Republicans are less likely to impose technology mandates because they know government has a terrible track record (Part 4 of 6)

[For the first entry in this series and pointers to the five follow-up posts, go here.]

Two examples of ill-considered tech mandates come from the Carter administration: the failed Synfuels Corporation initiative (a big waste of money) and corn-based ethanol subsidies (harmful to the environment and a big waste of money).

The difference between the parties is this: when Republicans impose technology mandates –as George W. Bush unfortunately did when he increased Carter's ethanol subsidy – they are swimming upstream against their core principles. But when Democrats do it they’re going with the flow of their party, which is biased toward government intervention.

Dernoga cites several technology mandates enthusiastically supported by Martin O’Malley. Here’s one:
the Renewable Electricity Standard - [in] which [O'Malley] pledged that 20 percent of the state's energy would come from renewable energy sources by 2022.
“Renewable energy” sounds at first like a wonderful, win-win kind of thing.

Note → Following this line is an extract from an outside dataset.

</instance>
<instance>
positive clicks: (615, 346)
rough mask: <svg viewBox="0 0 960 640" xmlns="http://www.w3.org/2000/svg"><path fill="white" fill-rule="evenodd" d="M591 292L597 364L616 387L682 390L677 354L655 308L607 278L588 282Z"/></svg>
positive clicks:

I would bet my 401(k) that voter focus groups love the term.

Nevertheless, many people are beginning to point out problems with renewable energy. Matt Ridley writes in his recent book, The Rational Optimist:
It is an undeniable if surprising fact, often overlooked, that fossil fuels have spared much of the landscape from industrialization. . . To get an idea of just how landscape-eating the renewable alternatives are, consider that to supply just the current 300 million inhabitants of the United states with their current power demand of roughly 10,000 watts each would require:
  • solar panels the size of Spain
  • or wind farms the size of Kazaakhstan . . .
To label the land-devouring monsters of renewable energy ‘green’, virtuous or clean strikes me as bizarre.
Here we go again with the unintended consequences.

This is one of the biggest sins of green Democrats: using peer pressure and faith-based marketing techniques to hurry us into supporting poorly thought-out technology mandates.

Such mandates are strait-jackets. They don’t encourage innovation. They strap down the innovators.